Network Influence

Kevin Reuning

Data for Today

We are going to use two networks today:

A network of squirrels, the data is here with more info here and here
The network of the Paris metro system. You can download that data here.

Both are in the graphml format, if you want to load them in R:

sq_net <- read_graph("ground_squirrel_smith_2016b.graphml", format="graphml")

Goals for this Session

Go over different concepts of centrality in a network.
Calculate those measures in R.

Overview of Centrality

Measures of Centrality

Centrality is often viewed as importance within a network.
There are a lot of ways to measure this importance.
When you apply a measure of centrality you need to consider how your measure conceives of what it means to be central.

Two Broad Categories

There are two broad ways of considering centrality:

Nodes are influential by having a lot of connections (and who those connections are)
Nodes are influential by being in a strategic position in a network (e.g. can control flows along the network)

Variation in Measures

Measures of centrality vary in at least three ways:

How they conceive of importance.
How well they work with undirected vs directed networks.
What happens when there are multiple components.

Simple vs Complex Networks

Everything is simpler with undirected networks so we are starting there.

For directed networks you often get measures of both in and out centrality.
For network with weighted edges you have to think about what the weights mean for influence.

Measures by a Nodes Connection

Degree Centrality

Degree centrality is the number of edges a node has.
A node with high degree centrality is adjacent to a large number of nodes.
The number of components within a network isn’t very important

Example

Degree Centrality Limitations

B and F have the same centrality, does that makes sense? Are both of them as important to the network?

Eigenvector Centrality

Our intuition is that how important a node is is a function of the extent of relationships and whether the node it has relationships with are important as well.
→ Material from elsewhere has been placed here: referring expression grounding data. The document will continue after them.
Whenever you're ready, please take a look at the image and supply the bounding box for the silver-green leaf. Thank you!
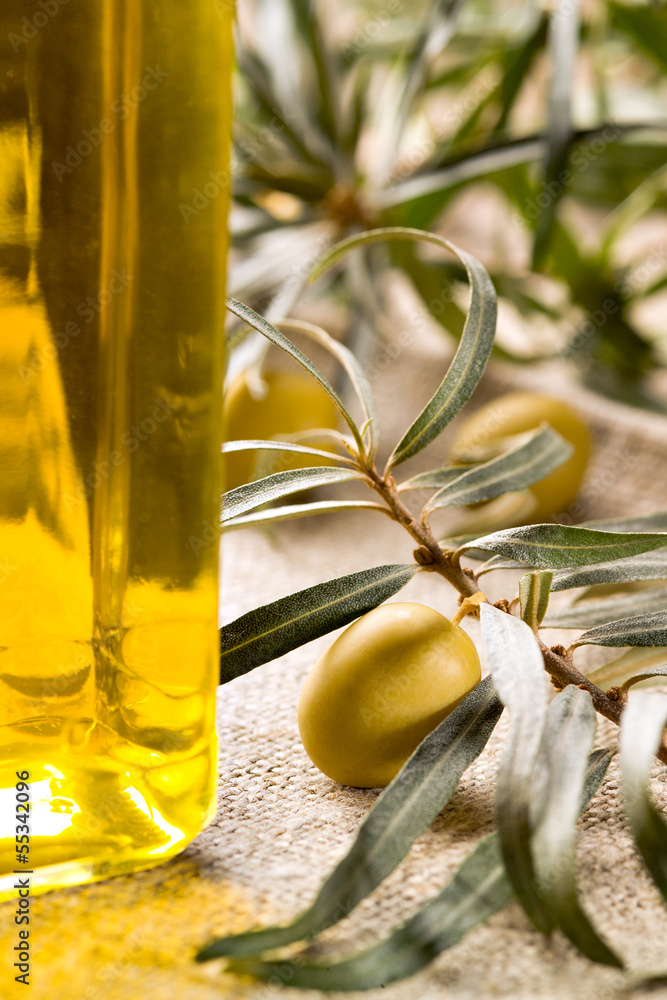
[532,687,623,967]
[223,439,353,465]
[480,603,553,933]
[197,676,503,960]
[219,564,418,682]
[620,691,667,903]
[226,298,366,451]
[461,524,667,570]
[276,318,381,461]
[543,586,667,629]
[310,227,497,471]
[425,426,572,511]
[573,610,667,649]
[221,467,365,523]
[227,835,512,992]
[551,550,667,592]
[519,570,553,629]
[222,498,390,532]
[621,666,667,693]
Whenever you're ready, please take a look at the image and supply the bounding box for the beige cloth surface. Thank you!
[2,325,667,1000]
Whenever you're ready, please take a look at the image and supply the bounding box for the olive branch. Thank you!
[201,227,667,988]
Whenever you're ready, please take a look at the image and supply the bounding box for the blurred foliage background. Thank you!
[227,0,667,412]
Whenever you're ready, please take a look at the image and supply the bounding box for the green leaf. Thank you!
[223,439,353,465]
[398,466,470,492]
[610,1,667,73]
[621,666,667,693]
[221,467,365,523]
[219,564,418,682]
[276,318,381,461]
[583,513,667,533]
[215,746,613,989]
[581,748,615,811]
[551,550,667,592]
[532,688,623,967]
[573,611,667,649]
[586,647,667,690]
[196,676,503,960]
[228,834,512,991]
[620,692,667,903]
[532,0,581,268]
[222,498,390,532]
[543,587,667,629]
[480,603,553,933]
[460,524,667,570]
[519,570,553,629]
[226,298,366,452]
[426,427,572,511]
[376,124,642,216]
[310,227,497,470]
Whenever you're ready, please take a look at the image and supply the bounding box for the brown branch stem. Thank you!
[364,462,667,765]
[365,469,479,598]
[538,639,667,766]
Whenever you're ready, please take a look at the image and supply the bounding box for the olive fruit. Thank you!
[223,367,340,491]
[297,602,481,788]
[449,391,590,522]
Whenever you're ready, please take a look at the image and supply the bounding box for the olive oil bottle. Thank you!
[0,1,232,896]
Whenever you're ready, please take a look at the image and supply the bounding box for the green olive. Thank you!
[298,602,481,788]
[449,391,591,522]
[223,367,340,491]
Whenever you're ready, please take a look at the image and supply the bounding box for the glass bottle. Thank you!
[0,0,232,896]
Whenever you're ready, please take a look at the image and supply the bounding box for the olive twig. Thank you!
[363,468,480,598]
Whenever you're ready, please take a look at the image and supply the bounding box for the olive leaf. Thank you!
[460,524,667,570]
[228,835,512,992]
[276,318,381,461]
[543,586,667,629]
[586,646,667,690]
[222,748,614,991]
[621,666,667,693]
[423,426,572,512]
[583,513,667,533]
[573,610,667,649]
[219,564,418,682]
[531,687,623,968]
[620,691,667,903]
[223,439,355,466]
[551,550,667,592]
[531,0,580,268]
[479,603,553,933]
[398,466,470,492]
[197,676,503,960]
[226,298,366,453]
[310,227,497,471]
[222,499,390,532]
[221,467,366,523]
[519,570,553,630]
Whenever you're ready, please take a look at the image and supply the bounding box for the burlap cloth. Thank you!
[2,317,667,1000]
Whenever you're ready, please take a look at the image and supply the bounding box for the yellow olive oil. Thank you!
[0,1,232,896]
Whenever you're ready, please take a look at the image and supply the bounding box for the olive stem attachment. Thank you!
[361,458,667,764]
[452,592,487,627]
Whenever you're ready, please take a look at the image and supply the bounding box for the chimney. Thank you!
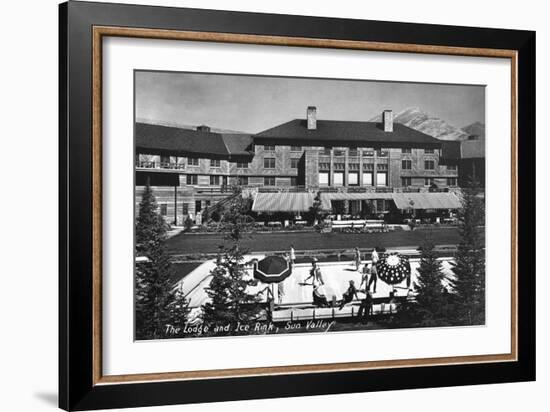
[383,110,393,132]
[307,106,317,130]
[196,125,211,132]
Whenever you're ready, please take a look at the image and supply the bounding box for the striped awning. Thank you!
[320,192,394,209]
[392,192,462,209]
[252,192,316,212]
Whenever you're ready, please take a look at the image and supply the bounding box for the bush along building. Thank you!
[135,107,464,225]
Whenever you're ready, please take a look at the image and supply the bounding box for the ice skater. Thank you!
[368,262,378,294]
[289,244,296,266]
[312,279,329,308]
[360,264,371,290]
[354,247,362,271]
[357,291,373,323]
[304,258,324,285]
[339,280,359,310]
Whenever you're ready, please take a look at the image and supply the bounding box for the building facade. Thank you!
[135,108,461,224]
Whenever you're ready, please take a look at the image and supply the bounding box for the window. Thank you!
[333,150,345,157]
[401,177,412,187]
[210,175,221,185]
[376,172,387,187]
[402,160,412,170]
[348,149,359,157]
[377,163,388,171]
[424,160,435,170]
[333,172,344,186]
[333,163,345,171]
[290,145,302,152]
[447,164,457,171]
[264,157,276,169]
[349,163,360,171]
[264,177,275,186]
[348,173,359,186]
[160,204,167,216]
[377,149,388,157]
[290,158,299,169]
[188,157,199,166]
[425,177,435,186]
[363,163,374,171]
[425,148,435,154]
[319,162,330,171]
[290,177,298,186]
[362,172,373,186]
[447,177,457,186]
[210,159,221,168]
[186,174,198,185]
[236,161,248,169]
[237,176,248,186]
[319,172,329,186]
[160,155,170,167]
[363,149,374,157]
[402,148,412,154]
[264,145,275,151]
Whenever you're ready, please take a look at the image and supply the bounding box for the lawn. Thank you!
[166,227,462,255]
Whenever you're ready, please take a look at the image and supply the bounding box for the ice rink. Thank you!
[177,256,456,310]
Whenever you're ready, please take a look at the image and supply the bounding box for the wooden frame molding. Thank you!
[91,26,518,386]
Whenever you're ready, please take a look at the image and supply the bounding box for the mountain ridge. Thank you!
[369,107,484,141]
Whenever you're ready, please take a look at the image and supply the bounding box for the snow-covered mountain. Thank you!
[370,107,484,141]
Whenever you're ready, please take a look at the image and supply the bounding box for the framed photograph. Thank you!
[59,1,535,410]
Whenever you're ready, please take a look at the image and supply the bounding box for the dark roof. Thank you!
[221,134,253,156]
[255,119,442,145]
[135,123,252,157]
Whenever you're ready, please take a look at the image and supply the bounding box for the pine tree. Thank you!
[135,181,189,339]
[202,190,261,329]
[414,239,452,326]
[450,181,486,325]
[308,191,326,225]
[202,246,261,328]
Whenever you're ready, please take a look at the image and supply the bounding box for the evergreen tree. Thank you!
[135,181,189,339]
[450,181,486,325]
[202,246,261,328]
[308,191,327,226]
[414,239,452,326]
[202,190,261,328]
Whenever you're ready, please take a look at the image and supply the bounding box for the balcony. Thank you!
[136,161,186,171]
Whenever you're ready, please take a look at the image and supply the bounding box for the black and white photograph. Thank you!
[134,71,486,340]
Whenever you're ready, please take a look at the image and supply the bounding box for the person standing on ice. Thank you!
[289,245,296,266]
[304,258,324,285]
[371,247,379,265]
[354,247,362,271]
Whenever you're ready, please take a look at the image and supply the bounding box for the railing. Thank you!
[194,185,231,194]
[136,161,186,170]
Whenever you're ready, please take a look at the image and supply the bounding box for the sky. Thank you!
[135,71,485,134]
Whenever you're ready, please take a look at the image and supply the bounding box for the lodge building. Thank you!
[135,107,463,225]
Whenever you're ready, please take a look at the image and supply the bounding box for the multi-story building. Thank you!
[441,136,485,188]
[135,107,462,224]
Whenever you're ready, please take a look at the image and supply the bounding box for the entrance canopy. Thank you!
[252,192,316,212]
[320,192,394,209]
[251,191,462,213]
[392,192,462,209]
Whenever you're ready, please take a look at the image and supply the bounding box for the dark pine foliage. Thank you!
[414,239,453,326]
[135,181,189,339]
[202,189,261,328]
[450,181,486,325]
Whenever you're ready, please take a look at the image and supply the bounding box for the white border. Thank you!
[102,37,511,376]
What we want to do then is add up how many nodes a node is adjacent to but weight that by how influential each of those nodes are as well.

This creates a self referential equation where the centrality of a node is a function of the centrality of all of the nodes it touches. How do we solve this?

We use things called eigenvectors and and eigenvalues

Eigenvector Centrality

\[ e_{i} = \lambda \sum_j x_{ij} e_{j} \]

The eigenvector centrality ($e_i$) of node i is proportional to the eigenvector centrality of the nodes it is adjacent ($e_j$). We use the leading eigenvalue ($\lambda$) as the proportionality constraint.

Eigenvectors and Eigenvalues

What are these things?

For most matrices $A$ we can find an eigenvalue $\lambda$ and an eigenvector $v$ such that

\[A \times {v} = \lambda {v}\]

In our case we can find the eigenvectors and eigenvalues of our adjacency matrix. There are multiple eigenvalues and eigenvectors but we will be using the eigenvector associated with the largest eigenvalue

Eigenvector Example

Eigenvector Limitations

Eigenvectors and eigenvalues are only identified up to a proportionality (you can multiply them both by 2 for example and get the same numbers).
- To compare across networks we often normalize it so that they sum to 1 or so that the largest is 1.
Only vertices in the largest component have non-zero eigenvectors.

Disconnected Example

Directed Network

For both eigenvector centrality and degree centrality the nature of directed networks changes what we mean by centrality.

Degrees and Directed Network

For degree centrality we can divide everything into in-degree and out-degree.

Being high in in-degree centrality can be radically different than being high in out-degree centrality.

In an advice network (“who do you ask for advice?”), having a high in-degree means people often come to you for advice, having a high out-degree means you ask a lot of people for advice.

If it makes sense we can just collapse this into the total (in- and out-degree).

Eigenvector Centrality and Directed Network

With eigenvector centrality we get two measures of centrality. This connects to the fact that we actually have two sets of eigenvectors for a non-symmetric matrix:

Right eigenvectors: Focuses on out-degrees
Left eigenvectors: Focusses on in-degrees

But even with that, these results can get a bit weird.

Eigenvector Centrality - In

Using the left or “in” measure of eigenvector centrality:

Eigenvector Centrality - In

Using the right or “out” measure of eigenvector centrality:

Eigenvector Centrality - Ignoring Direction

We can also ignore the direction of the edges and pretend it is undirected:

Weighted Networks

Finally, for weighted networks the weights can be accommodated easily:

For degree we simply add up the weights (this is often referred to as strength)
For eigenvector centrality the math does not change, the centralities are now concentrated where the weights are the largest as well.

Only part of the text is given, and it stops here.